The BG Group, in partnership with Ophir Energy, and Statoil, in partnership with ExxonMobil, have made several offshore natural gas discoveries since 2010, totaling 25 to 30 trillion cubic feet of recoverable gas resources, according to PFC Energy.

The details around LNG development are unclear as resources are still being evaluated, but the Tanzanian government has said it favors an onshore LNG plant as opposed to a floating one. The Tanzanian government, Statoil, ExxonMobil, BG Group, and Ophir Energy are currently working on plans to develop a joint LNG plant, according to Statoil.

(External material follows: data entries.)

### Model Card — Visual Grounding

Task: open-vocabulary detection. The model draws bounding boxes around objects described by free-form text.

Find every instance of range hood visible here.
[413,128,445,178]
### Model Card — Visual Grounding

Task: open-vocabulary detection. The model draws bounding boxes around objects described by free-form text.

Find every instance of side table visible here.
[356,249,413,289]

In 2022, Parliament enacted a new Tanzania Investment Act, repealing the 1997 Investment Act. The act has introduced reforms broadly intended to create a more favorable investment environment for domestic and foreign investors. Some of these notable changes include elevating TIC’s role in promoting, facilitating, and coordinating investment; establishing an integrated electronic system for investment promotion and facilitation; removing the time limitation for an investor’s appeal of a rejected application; clarifying and codifying timeframes for certificates of incentives; reducing the minimum investment capital threshold for domestic investors; protecting existing certificates of incentives; and granting access to international arbitration for foreign investors for settling disputes with Tanzania Investment Centre (TIC) or the GoT through arbitration, with the decision to utilize local or foreign avenues has been left for parties to a dispute to agree mutually. In July 2023, the GoT issued the Tanzania Investment Regulation 2023, which set out the functions of the National Investment Steering Committee, procedures for strategic investment, and applications for incentives. The regulation also empowered GoT officers from ministries, departments, and agencies, stationed at the center to coordinate, and facilitate license and permit processing.